アダルトチルドレン現象と「責める言葉は命の種火」

「こんなに世話をして、なぜ子供から責められるのか」
 親にとっては、ここが考えるポイントになります。
 人は辛いとき、だれかを責めたり、恨まないことには、身がもたないことがあります。これは人間の性(さが)ではないかと思います。その子にとっては、親を責めたり恨んだりすることが、生きていくために絶対に必要だったのです。「この子にとって、いま必要なことなんだ」「これで、自分の命を守っているんだ」と親の側が考え方を切り替えられれば、子供からの責めの言葉にも耐えられます。「そうか。そうだったのか。気づかなかったなあ」と思えるようになるものです。責める言葉を“命の種火(たねび)”だと捉(とら)えて、せっかくの種火を消してはいけません。
 でも親が、この種火の大切さに気づかなければ弁解してしまいます。「また同じことを言っているのか!前にも言っただろう。あのときは・・・・・・」。すると子供にとっては「ちっとも自分の気持ちが分かってもらえていない」となります。
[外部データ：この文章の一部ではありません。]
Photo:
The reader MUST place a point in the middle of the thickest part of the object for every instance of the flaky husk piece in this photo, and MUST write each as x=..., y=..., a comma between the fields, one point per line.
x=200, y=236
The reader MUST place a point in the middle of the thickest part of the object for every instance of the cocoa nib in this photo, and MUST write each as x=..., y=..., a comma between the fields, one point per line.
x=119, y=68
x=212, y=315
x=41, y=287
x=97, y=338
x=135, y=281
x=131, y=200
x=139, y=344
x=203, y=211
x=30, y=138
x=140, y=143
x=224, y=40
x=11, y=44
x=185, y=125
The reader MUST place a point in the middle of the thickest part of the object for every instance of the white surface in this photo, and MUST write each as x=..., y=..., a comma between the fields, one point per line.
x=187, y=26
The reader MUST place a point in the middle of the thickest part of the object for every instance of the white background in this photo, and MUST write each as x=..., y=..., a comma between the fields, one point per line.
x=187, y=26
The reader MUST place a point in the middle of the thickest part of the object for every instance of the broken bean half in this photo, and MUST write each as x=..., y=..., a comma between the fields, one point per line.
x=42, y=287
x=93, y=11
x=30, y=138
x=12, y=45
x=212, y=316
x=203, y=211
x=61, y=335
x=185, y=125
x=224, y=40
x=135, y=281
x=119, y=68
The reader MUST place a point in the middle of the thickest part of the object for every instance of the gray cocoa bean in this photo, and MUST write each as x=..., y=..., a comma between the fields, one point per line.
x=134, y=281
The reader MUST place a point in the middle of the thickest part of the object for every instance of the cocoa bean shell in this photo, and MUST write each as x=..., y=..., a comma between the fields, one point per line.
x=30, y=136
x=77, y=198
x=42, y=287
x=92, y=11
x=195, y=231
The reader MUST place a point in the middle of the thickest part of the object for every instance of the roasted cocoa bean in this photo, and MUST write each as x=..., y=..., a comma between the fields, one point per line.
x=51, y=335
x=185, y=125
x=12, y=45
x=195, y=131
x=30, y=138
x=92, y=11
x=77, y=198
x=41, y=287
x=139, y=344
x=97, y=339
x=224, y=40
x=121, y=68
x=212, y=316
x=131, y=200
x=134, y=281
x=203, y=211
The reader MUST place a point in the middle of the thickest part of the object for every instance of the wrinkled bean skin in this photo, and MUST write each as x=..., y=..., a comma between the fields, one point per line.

 「良い」「悪い」という考え方だけでいえば、ひきこもっているのは「悪い」のです。不登校も「悪い」となります。しかし、その子にとって「いま、この状況が必要なのだ」という理解が大切なのです。「自分を守るためなのだ」と思えば、許すことができます(佐藤勇吉「命あることを喜び小さな幸せをみつける」『みちのともー特集・青少年のひきこもりー』2008年11月号、天理教道友社、2008年、p24)。


*「責める言葉は命の種火」とは、卓抜な表現です。「アダルトチルドレン現象は『親の支配』に対する子供の正当な反乱である」という評価と、「自称『アダルトチルドレン』はいつまでも『被害者権力』(自助グループ用語)を振りかざすことがある」という批判との対立を乗り越えられる視座だと思います。